Open Ball of Point Inside Open Ball

From ProofWiki
Jump to navigation Jump to search


Let $M = \left({A, d}\right)$ be a metric space.

Let $B_\epsilon \left({x}\right)$ be an open $\epsilon$-ball in $M = \left({A, d}\right)$.

Let $y \in B_\epsilon \left({x}\right)$.


$\exists \delta \in \R: B_\delta \left({y}\right) \subseteq B_\epsilon \left({x}\right)$

That is, for every point in an open $\epsilon$-ball in a metric space, there exists an open $\delta$-ball of that point entirely contained within that open $\epsilon$-ball.

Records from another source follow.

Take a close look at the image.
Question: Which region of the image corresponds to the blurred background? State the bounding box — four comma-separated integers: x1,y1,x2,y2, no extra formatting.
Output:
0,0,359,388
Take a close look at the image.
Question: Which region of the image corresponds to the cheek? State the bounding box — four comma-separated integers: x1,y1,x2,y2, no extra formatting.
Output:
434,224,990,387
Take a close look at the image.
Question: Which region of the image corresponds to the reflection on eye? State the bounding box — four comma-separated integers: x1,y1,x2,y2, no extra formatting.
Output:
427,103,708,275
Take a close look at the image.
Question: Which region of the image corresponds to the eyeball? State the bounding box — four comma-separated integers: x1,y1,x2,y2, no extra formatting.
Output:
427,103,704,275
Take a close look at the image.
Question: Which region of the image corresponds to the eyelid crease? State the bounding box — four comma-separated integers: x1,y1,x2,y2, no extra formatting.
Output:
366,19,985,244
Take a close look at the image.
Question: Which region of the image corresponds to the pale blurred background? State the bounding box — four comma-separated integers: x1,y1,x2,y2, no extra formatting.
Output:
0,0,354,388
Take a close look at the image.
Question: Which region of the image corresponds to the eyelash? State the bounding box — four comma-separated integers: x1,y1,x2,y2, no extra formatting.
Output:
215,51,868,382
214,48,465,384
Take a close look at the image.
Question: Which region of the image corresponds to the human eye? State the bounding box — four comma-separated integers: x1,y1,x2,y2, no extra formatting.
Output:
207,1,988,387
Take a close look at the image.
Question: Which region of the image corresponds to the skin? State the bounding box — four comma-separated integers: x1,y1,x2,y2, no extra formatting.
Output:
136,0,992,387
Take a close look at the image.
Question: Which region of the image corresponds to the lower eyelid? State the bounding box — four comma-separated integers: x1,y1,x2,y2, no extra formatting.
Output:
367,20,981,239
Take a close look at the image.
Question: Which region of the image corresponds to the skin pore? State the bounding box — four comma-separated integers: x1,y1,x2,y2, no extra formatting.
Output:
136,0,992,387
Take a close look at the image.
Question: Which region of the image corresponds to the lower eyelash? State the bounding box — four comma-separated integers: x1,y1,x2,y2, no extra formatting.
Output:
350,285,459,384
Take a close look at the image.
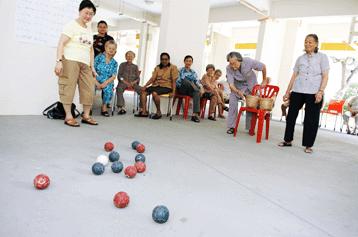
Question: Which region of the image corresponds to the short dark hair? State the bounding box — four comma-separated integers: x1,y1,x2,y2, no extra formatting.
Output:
205,64,215,71
78,0,96,14
158,52,170,69
160,52,170,59
226,51,242,62
97,20,108,27
305,34,319,53
184,55,194,61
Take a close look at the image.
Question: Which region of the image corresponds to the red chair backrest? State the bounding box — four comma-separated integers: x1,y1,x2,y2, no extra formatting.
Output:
252,85,280,98
327,100,346,114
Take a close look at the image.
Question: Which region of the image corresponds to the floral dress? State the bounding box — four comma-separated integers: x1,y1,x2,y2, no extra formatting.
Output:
94,53,118,104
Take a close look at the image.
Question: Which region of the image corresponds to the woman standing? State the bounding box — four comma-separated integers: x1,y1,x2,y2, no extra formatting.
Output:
279,34,329,153
55,0,97,127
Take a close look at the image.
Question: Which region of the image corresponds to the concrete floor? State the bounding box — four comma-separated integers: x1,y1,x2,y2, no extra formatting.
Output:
0,109,358,237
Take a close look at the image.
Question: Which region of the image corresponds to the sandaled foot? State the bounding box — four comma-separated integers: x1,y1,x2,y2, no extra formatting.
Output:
278,141,292,147
101,111,109,117
134,112,148,117
81,117,98,125
304,147,313,154
208,116,216,121
65,118,80,127
150,114,162,119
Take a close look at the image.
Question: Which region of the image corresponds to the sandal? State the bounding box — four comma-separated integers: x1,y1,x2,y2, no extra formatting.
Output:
191,116,200,123
304,147,313,154
208,115,216,121
65,118,80,127
101,111,109,117
150,114,162,119
81,117,98,125
134,112,148,117
278,142,292,147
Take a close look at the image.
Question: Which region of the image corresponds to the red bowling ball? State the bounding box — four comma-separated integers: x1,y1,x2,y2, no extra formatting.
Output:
136,144,145,153
34,174,50,189
113,192,129,208
134,161,146,173
124,165,137,178
104,142,114,152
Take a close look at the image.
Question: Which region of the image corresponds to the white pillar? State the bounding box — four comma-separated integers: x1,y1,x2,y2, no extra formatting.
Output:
137,22,149,85
157,0,210,74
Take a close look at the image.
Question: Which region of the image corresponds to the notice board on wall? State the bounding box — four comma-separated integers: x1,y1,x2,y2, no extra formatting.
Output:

Let $\delta = \epsilon - d \left({x, y}\right)$.

From the definition of open ball, this is strictly positive, since $y \in B_\epsilon \left({x}\right)$.

If $z \in B_\delta \left({y}\right)$, then $d \left({y, z}\right) < \delta$.


$d \left({x, z}\right) \le d \left({x, y}\right) + d \left({y, z}\right) < d \left({x, y}\right) + \delta = \epsilon$

Thus $z \in B_\epsilon \left({x}\right)$.

So $B_\delta \left({y}\right) \subseteq B_\epsilon \left({x}\right)$.


This diagram illustrates the proof in $M = \left({\R^2, d_2}\right)$:


In $\R^2$, we can draw a disc radius $\delta$ whose center is $y$ and which lies entirely within the larger disc whose center is $x$ with radius $\epsilon$.